History had never been a give-and-take experience like the way it was in Michael Coray’s class.

Certainly, he could be demanding. We took our examinations in “blue books” back then, and I spent the entire semester cramming into the wee hours of the morning, frantically making sure that my knowledge of American history would be substantial enough to fill an entire blue book in the frenzied 50 minutes I had to write during one of Dr. Coray’s exams.

More than the blue books, though, I remember wonderful moments of clarity, where Dr. Coray’s brow would furrow as he bore down on you, asking you to explain one of your preconceived notions about history. He would listen respectfully, purse his lips and tilt his head in an approving manner if you were on the right track.

The hardest part was remembering the names of the people I had never heard of before, those that were, until I took his class, utterly invisible to me.

What he taught me forever changed how I viewed history.

To a historian like Michael Coray, history is never stale and stagnant.
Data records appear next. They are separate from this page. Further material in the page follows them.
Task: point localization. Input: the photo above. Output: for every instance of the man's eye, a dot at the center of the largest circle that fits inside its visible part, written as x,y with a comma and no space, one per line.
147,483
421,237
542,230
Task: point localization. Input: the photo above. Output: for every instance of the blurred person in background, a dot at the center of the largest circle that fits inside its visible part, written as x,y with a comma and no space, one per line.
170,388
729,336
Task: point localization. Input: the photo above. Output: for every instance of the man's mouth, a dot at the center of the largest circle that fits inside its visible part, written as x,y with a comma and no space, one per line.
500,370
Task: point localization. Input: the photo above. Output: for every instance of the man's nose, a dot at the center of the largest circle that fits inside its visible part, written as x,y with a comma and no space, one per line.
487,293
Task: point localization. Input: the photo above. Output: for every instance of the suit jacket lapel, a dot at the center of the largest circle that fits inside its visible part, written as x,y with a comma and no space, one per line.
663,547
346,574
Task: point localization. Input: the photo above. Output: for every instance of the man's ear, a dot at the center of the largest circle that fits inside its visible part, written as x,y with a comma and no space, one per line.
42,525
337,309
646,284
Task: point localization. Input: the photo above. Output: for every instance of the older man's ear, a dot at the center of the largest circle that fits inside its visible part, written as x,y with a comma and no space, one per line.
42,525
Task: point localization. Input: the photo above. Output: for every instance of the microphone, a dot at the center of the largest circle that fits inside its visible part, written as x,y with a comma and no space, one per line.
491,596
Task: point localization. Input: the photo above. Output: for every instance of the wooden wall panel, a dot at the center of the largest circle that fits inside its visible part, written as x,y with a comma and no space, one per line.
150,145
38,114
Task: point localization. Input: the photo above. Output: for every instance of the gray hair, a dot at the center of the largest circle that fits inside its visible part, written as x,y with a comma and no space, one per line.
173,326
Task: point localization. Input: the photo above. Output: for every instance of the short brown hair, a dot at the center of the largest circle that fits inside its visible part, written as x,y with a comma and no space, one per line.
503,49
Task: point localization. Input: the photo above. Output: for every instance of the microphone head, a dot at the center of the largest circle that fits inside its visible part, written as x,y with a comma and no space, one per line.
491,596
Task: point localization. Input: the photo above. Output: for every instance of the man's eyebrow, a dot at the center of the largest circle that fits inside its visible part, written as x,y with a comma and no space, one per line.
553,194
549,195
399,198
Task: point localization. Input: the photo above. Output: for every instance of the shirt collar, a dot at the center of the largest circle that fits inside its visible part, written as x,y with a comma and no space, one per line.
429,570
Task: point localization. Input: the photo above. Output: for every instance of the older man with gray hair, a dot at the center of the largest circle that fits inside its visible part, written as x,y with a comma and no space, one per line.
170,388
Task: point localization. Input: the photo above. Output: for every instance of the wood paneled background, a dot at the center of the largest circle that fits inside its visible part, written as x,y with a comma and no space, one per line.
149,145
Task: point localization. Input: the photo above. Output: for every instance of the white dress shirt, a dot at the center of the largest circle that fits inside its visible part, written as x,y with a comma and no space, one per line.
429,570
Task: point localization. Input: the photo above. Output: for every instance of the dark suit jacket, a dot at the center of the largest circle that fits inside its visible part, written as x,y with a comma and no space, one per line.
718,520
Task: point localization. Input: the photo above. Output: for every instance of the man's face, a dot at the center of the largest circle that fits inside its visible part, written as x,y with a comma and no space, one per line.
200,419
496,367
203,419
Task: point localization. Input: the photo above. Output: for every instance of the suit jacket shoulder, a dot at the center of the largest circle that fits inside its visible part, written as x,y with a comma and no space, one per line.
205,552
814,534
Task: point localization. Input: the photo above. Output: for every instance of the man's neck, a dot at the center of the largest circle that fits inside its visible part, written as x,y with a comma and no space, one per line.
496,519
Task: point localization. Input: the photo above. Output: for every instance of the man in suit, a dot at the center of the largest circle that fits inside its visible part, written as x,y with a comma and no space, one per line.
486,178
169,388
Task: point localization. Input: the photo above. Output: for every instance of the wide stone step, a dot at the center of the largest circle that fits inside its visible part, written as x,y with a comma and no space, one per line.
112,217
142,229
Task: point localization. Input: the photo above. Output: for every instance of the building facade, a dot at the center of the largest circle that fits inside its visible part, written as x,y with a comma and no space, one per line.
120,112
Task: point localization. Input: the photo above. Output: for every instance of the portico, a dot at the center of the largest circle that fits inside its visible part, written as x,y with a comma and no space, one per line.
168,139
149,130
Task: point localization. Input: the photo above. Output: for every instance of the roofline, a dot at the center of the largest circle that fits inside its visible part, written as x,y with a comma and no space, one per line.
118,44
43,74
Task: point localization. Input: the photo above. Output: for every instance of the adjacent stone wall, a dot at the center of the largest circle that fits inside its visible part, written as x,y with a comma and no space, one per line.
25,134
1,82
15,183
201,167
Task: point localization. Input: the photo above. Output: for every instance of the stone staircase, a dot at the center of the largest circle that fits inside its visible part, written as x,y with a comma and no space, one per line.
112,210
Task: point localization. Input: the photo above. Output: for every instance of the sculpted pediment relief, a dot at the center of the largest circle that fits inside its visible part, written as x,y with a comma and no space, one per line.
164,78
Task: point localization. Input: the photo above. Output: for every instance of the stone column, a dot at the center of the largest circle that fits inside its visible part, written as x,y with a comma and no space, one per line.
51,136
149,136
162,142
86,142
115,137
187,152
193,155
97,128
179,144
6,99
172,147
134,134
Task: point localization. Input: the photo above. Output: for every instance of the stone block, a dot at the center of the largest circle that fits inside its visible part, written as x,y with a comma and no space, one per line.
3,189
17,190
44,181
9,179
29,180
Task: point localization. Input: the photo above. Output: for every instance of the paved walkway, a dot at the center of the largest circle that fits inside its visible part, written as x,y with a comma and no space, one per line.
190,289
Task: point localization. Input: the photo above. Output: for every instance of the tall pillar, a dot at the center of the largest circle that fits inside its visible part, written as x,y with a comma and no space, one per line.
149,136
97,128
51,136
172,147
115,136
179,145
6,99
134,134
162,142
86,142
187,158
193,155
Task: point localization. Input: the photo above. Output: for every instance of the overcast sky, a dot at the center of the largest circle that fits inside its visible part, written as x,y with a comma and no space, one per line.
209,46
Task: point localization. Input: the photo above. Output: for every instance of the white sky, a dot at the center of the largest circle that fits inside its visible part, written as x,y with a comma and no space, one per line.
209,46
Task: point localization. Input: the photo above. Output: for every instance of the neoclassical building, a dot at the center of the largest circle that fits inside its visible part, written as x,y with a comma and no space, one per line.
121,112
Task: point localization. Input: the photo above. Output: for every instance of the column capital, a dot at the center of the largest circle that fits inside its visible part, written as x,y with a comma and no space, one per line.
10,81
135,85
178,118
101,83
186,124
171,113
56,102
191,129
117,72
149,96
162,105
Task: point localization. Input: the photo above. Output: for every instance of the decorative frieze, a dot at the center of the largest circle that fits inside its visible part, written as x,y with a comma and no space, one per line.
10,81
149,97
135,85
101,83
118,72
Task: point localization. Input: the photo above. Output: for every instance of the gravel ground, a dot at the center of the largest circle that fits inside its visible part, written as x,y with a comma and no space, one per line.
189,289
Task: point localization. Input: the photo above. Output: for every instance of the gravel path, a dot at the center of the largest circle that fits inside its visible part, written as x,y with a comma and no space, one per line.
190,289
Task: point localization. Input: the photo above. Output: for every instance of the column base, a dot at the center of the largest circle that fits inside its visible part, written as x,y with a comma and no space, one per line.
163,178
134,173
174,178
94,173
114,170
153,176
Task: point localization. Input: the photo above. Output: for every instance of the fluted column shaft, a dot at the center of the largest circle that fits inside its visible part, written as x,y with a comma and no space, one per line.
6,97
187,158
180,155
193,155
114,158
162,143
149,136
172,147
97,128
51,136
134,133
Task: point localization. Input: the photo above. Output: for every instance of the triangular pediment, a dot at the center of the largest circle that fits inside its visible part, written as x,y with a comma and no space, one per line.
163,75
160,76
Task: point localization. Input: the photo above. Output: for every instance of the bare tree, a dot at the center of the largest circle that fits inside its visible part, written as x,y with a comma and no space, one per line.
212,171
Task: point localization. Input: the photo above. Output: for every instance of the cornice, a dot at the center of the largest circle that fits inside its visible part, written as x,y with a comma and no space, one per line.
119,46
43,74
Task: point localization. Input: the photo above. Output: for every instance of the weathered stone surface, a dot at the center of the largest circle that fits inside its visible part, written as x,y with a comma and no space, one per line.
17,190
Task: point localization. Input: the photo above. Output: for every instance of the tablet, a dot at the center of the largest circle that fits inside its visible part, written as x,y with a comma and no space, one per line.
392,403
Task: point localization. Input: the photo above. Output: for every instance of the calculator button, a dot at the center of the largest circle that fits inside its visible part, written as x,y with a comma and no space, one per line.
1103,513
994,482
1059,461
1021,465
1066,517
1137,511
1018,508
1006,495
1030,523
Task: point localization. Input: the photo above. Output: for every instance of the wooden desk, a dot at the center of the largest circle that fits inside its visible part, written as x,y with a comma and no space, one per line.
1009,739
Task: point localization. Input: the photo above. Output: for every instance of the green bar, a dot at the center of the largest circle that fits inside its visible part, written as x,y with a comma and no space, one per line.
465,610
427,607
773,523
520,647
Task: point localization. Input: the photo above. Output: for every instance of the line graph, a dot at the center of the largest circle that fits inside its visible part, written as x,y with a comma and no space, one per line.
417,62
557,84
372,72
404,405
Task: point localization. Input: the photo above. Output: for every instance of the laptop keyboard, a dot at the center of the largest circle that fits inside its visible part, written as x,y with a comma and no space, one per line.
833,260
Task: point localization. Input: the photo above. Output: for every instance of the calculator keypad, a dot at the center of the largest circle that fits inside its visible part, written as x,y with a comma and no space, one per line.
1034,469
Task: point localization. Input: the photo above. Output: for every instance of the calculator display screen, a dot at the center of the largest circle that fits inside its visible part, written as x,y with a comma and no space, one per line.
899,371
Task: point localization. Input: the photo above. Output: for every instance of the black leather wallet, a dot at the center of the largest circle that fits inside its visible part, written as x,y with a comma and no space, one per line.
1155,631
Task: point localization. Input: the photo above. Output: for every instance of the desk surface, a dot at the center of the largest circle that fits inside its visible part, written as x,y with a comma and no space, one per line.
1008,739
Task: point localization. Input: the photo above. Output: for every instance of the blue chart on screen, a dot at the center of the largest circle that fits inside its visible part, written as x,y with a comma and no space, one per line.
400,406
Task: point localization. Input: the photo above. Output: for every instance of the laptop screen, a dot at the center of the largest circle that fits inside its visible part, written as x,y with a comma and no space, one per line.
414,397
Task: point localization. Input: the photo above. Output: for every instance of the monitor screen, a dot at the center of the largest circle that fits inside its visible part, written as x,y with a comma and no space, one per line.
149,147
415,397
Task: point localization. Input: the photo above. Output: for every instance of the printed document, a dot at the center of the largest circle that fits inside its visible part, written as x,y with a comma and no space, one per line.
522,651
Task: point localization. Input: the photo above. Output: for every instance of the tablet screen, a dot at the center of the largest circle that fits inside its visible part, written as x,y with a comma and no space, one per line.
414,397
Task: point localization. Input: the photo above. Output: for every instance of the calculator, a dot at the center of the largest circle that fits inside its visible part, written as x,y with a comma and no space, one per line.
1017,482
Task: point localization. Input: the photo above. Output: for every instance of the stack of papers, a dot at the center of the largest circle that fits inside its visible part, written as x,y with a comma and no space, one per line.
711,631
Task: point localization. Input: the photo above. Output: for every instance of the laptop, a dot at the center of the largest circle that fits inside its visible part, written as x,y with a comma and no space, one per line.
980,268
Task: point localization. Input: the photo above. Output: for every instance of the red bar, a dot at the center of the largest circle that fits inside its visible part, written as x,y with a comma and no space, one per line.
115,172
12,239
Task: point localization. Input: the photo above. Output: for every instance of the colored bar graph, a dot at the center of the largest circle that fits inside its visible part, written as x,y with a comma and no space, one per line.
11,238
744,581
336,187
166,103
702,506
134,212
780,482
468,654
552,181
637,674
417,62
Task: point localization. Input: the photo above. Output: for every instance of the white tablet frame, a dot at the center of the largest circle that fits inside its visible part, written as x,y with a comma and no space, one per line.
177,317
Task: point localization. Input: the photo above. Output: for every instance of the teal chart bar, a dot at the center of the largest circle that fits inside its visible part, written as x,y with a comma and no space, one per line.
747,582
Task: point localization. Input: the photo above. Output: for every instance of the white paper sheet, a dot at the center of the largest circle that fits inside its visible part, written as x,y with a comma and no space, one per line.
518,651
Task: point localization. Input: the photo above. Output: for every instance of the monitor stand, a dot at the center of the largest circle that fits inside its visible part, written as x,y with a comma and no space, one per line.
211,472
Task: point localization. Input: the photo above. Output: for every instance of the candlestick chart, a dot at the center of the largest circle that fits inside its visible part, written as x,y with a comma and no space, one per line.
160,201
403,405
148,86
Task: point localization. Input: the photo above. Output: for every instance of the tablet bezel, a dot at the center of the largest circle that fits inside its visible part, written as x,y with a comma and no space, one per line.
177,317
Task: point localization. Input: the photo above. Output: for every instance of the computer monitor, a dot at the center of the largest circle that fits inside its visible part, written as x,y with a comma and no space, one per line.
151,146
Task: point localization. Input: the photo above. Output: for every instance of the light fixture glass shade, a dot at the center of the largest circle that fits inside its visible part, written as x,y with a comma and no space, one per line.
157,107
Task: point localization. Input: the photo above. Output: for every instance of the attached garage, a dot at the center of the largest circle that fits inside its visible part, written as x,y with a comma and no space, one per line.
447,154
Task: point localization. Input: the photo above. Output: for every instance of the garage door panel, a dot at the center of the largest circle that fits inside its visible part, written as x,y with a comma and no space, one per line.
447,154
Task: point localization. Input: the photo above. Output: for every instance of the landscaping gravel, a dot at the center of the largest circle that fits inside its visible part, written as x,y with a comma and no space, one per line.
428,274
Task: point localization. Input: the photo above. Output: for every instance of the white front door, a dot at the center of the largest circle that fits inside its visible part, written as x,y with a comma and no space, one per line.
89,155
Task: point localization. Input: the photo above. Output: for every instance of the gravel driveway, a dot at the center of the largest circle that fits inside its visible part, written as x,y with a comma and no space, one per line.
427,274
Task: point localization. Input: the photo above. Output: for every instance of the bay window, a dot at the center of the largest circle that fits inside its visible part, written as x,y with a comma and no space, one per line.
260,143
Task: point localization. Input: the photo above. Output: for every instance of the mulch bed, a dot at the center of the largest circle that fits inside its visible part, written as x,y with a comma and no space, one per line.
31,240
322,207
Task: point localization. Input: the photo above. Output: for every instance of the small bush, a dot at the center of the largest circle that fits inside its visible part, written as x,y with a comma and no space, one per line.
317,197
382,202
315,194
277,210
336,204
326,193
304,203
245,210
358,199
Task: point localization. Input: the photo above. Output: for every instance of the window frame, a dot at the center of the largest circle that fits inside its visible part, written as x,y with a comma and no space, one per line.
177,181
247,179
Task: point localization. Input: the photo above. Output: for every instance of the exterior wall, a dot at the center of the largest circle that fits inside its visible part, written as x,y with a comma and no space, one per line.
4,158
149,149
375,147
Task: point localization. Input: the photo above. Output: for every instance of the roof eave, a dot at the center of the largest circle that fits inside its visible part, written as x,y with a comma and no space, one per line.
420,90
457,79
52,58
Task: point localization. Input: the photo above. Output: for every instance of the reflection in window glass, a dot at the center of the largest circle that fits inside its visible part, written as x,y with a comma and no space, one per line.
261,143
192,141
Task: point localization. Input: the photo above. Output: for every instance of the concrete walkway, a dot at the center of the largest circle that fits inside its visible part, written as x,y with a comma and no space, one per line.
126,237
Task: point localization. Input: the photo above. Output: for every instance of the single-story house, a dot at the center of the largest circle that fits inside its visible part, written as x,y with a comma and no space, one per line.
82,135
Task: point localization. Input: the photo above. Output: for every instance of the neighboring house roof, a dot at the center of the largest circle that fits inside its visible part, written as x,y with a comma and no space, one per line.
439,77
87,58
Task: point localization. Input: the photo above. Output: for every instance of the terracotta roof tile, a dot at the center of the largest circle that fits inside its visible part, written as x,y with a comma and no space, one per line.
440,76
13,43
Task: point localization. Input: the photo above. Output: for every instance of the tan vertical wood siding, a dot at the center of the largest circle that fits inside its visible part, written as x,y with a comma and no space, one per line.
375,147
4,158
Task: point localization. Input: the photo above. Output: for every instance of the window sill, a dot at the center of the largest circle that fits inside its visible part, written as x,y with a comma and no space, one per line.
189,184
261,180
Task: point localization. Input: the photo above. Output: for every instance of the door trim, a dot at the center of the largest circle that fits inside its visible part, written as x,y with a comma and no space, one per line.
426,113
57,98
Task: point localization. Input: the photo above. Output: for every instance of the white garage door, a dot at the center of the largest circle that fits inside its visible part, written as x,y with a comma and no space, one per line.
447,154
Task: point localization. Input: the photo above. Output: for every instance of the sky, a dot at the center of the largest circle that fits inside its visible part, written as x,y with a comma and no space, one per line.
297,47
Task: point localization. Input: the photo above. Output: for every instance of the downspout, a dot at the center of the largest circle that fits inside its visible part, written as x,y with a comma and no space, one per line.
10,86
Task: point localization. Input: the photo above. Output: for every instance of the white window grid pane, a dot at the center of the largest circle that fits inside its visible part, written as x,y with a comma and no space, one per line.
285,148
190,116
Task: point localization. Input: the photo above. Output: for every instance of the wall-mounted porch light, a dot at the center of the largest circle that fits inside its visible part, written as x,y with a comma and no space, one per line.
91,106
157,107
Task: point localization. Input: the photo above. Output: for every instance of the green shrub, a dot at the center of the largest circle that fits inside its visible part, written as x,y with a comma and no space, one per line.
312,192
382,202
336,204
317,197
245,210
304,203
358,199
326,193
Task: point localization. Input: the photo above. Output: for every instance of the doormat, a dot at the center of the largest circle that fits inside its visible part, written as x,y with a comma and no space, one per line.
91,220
It evolves. It has dynamism. It is real, and is populated by people of all ethnicities, all colors, from countries far outside America’s borders and enclaves from within our Republic.

High school history had taught me the names of Benjamin Franklin and Thomas Jefferson and FDR. Yet it was Michael Coray who taught me the names of Marcus Garvey, Langston Hughes and W.E.B. DuBois.

Today, as I hear the speeches of Barrack Obama, I hear the words of DuBois.

Without Coray, my sensitivities would have never been heightened enough to compare two important figures in the history of our country, contrasting their words. Without Coray, I would never wonder why one of these men could run for president while the other would write with an aching yearning if that day would ever come, how one went to Africa to find his past … while another saw Africa as a key to America’s future.

“Those wonderful ‘light bulb’ moments,” Coray said. “I’ve always been interested in what my students have had to say … but I’ve also been interested in what happens to me, as I’m listening, because I get new ideas from a student who challenges me or makes me re-think one of my own preconceived notions.

“That’s a wonderful dynamic. It’s what teaching is all about to me. And that’s why I want to return to the classroom – those inspiring moments when someone says something and my mouth drops open, and I say, ‘Wow. What you’ve said is incredible.’”

On Monday, Coray announced that he would be stepping down from the post that he has ably manned for the past 18 years, as the Special Assistant to the President for Diversity.

For an intensely private man, the position has been a remarkable testament to his ability to bring diverse groups together.

When then-President Joe Crowley appointed Coray as the institution’s first Special Assistant to the President for Diversity, Coray took it upon himself to bring hard topics to the table.

They were topics that often times people didn’t want to hear. Yet they were important topics, particularly as the University began an unprecedented growth spurt in the late 1990s.

“Diversity is not a one-way street,” said Coray, who came to Nevada in 1972. “It’s a community. That’s always been a key for me: bringing voices to the table that otherwise might not have been heard.”

Coray will step down from his post on July 1. Following faculty development leave for 2008-2009, he will return to the classroom in the Department of History.

Students have changed a lot in 18 years. And Coray has seen the novel ways that instructors today connect with the first generation that has experienced a culture of multimedia saturation.

“It’ll be an interesting adjustment,” he said, noting that he plans to visit the classrooms of many of Department of History’s instructors, to take notes and to observe how, say, the talented Scott Casper makes 18th-century diaries written with ink-stained quills come alive to the iPod generation. “I do know that I’m probably 100 percent wiser than when I left the classroom 18 years ago. The test will be how I manifest that wisdom.”

The bet here is that he will manifest that wisdom as he always has, in ways both magical and memorable to his students.

A little perspiration on the students’ part probably wouldn’t hurt, either.